Bu kabule göre, yazılı veya sözlü bir sözleşmenin bulunmaması halinde ödenmesi gereken vekalet ücreti miktarının, mahkemenin takdirine göre, dava değerinin %10'u ile %20'si arasında nispi (yüzde) olarak belirlenmesini öngören Avukatlık Kanununun 164/4. maddesinin de, aynı şekilde kamulaştırma davaları yönünden uygulanması mümkün değildir. Aksine görüşün kabulü, başka bir ifadeyle "yazılı ücret sözleşmesi yapılmaması durumunda, Avukatlık Kanunu' nun 164/4. maddesi gereğince, vekalet ücretinin dava değerinin %10'u ile %20'si arasındaki bir oran üzerinden belirlenebileceğini" kabul etmek, bu davalar yönünden ücretin nispi (yüzde) olarak belirlenmesini yasaklayan ve cezai müeyyide öngören Kamulaştırma Kanunu' nun 31(e) ve 33. maddelerine aykırılık teşkil edeceği gibi, genel olarak benimsenen sözleşme serbestisinin, kamu yararı düşüncesiyle sınırlandırıldığı istisnai hallerden biri olarak düzenlenen söz konusu bu yasa hükümlerinin ihdas amacına da aykırı olacaktır.

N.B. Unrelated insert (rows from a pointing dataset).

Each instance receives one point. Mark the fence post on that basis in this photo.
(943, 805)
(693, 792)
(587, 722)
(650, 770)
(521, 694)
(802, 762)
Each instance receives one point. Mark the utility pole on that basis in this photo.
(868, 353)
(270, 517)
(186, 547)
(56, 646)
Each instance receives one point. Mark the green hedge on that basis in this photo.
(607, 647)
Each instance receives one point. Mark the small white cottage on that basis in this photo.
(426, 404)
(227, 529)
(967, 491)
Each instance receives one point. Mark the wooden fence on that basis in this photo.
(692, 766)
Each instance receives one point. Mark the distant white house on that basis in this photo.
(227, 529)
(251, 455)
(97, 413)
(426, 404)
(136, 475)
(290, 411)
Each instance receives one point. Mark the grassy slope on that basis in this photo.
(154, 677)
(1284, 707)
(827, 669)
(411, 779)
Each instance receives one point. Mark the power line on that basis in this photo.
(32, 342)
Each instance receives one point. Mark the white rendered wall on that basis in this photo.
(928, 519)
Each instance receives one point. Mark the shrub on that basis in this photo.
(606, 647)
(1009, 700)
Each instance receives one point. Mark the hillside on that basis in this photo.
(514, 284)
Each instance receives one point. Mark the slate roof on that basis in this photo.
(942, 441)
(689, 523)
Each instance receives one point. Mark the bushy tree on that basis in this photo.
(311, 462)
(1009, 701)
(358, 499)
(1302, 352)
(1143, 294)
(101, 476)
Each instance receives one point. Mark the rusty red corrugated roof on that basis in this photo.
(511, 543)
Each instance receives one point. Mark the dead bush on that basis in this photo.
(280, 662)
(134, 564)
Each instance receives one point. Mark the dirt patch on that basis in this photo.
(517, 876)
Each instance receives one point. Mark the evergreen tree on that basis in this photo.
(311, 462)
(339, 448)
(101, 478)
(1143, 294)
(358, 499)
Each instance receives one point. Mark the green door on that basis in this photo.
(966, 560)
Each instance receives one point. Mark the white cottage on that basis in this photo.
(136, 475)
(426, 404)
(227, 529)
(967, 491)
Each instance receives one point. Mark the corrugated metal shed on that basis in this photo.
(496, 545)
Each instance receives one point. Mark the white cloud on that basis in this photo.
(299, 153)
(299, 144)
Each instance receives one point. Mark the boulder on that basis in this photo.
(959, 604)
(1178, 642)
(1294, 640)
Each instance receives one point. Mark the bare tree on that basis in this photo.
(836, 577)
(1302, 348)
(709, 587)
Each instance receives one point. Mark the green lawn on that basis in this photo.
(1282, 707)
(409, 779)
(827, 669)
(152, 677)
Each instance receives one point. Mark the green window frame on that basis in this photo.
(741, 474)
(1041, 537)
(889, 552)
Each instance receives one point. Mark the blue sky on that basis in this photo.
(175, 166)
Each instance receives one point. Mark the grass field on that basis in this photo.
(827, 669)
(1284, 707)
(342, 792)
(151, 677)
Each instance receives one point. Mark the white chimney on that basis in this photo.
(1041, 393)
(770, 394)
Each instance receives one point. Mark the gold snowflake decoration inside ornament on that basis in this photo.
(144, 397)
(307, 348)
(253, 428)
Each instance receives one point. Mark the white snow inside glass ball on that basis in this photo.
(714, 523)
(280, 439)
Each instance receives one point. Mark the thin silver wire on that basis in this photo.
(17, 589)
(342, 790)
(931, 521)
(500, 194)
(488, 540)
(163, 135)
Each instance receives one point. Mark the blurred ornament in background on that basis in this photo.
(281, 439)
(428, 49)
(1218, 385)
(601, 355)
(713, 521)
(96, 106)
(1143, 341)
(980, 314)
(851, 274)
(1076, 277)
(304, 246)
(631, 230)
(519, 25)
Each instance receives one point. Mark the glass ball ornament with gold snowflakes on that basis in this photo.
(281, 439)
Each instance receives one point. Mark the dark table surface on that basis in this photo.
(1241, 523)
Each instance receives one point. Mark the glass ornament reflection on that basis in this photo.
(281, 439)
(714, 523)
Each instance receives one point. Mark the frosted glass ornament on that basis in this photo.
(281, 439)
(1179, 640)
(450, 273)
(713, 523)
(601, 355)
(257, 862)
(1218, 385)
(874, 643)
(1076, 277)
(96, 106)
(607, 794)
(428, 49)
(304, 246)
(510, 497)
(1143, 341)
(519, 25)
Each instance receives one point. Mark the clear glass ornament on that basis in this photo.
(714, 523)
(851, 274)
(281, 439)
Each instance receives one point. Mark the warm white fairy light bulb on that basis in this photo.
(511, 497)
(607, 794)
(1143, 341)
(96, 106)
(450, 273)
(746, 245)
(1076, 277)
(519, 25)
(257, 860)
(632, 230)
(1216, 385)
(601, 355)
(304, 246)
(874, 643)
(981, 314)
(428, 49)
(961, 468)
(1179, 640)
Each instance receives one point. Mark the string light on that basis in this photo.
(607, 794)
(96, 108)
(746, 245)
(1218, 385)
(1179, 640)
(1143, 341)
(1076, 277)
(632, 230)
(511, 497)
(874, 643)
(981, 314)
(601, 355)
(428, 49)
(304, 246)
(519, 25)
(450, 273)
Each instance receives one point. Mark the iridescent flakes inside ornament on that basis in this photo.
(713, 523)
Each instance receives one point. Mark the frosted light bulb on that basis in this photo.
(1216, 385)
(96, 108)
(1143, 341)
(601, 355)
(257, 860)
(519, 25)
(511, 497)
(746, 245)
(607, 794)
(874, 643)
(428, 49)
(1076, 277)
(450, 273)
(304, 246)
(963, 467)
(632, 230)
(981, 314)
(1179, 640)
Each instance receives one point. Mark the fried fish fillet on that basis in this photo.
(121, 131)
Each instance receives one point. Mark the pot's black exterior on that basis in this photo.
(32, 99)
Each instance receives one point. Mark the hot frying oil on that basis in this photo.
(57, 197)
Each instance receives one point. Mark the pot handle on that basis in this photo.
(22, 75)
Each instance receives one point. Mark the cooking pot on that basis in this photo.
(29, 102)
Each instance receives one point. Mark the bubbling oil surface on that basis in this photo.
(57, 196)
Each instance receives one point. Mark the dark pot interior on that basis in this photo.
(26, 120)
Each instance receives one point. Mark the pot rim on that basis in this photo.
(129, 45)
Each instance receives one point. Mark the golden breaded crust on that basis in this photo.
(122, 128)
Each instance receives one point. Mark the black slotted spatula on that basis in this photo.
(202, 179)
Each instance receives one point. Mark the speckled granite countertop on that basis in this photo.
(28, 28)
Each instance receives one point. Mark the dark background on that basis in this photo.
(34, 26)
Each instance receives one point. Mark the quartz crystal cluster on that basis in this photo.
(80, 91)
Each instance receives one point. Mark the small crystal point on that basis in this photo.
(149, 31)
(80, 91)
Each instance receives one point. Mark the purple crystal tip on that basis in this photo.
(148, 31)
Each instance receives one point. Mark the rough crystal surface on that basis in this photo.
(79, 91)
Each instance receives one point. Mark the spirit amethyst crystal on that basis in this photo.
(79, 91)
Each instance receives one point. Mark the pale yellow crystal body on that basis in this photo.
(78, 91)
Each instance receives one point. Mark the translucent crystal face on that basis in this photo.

O halde açıklanan tüm bu nedenlerle, kamulaştırma bedelinin tespit ve tesciline ilişkin davada, avukatla müvekkili arasında yazılı bir sözleşme bulunmaması durumunda, avukata ödenmesi gereken vekalet ücretinin, Avukatlık Asgari Ücret Tarifesinde öngörülen maktu ücret olduğunun kabulü gerekir.
Somut olayda da mahkemece, haksız olarak azledilen davacı avukatların, taraflar arasında yazılı bir ücret sözleşmesi mevcut olmaması nedeniyle kamulaştırma bedelinin tespiti ve tescil davası yönünden Avukatlık Asgari Ücret Tarifesinde öngörülen maktu ücret üzerinden vekalet ücreti talep edebileceği, kamulaştırmasız el atma nedeniyle tazminat davası yönünden ise, dava dosyasında dava değeri 15.000.00.TL. olarak gösterilmiş ve o davanın yargılaması sırasında talep sonucu da artırılmamış olduğundan dava değeri olan 15.000.00.TL' nin %10' ile %20' si arasındaki oran yönünden mahkemenin kabul ettiği %10 oran üzerinden 1.500.00.TL nisbi vekalet ücreti talep edebileceği kabul edilerek, bu bedellerin davalılardan tahsiline karar verilmesi gerekirken, yukarıda yazılı yanlış gerekçe ile yazılı şekilde hüküm kurulmuş olması, usul ve yasaya aykırı olup, bozmayı gerektirir.
SONUÇ: Yukarıda 1. bentte açıklanan nedenlerle davacıların tüm, davalıların sair temyiz itirazlarının reddine, 2. bent gereğince hükmün davalılar yararına BOZULMASINA, 1100,00 TL duruşma avukatlık parasının davacıdan alınarak davalılara ödenmesine, aşağıda dökümü yazılı 2,50 TL harcın davacıdan alınmasına, peşin alınan 7.215,00 TL. harcın davalılara iadesine, HUMK'nun 440/1 maddesi uyarınca tebliğden itibaren 15 gün içerisinde karar düzeltme yolu açık olmak üzere, 25/02/2015 gününde oybirliğiyle karar verildi.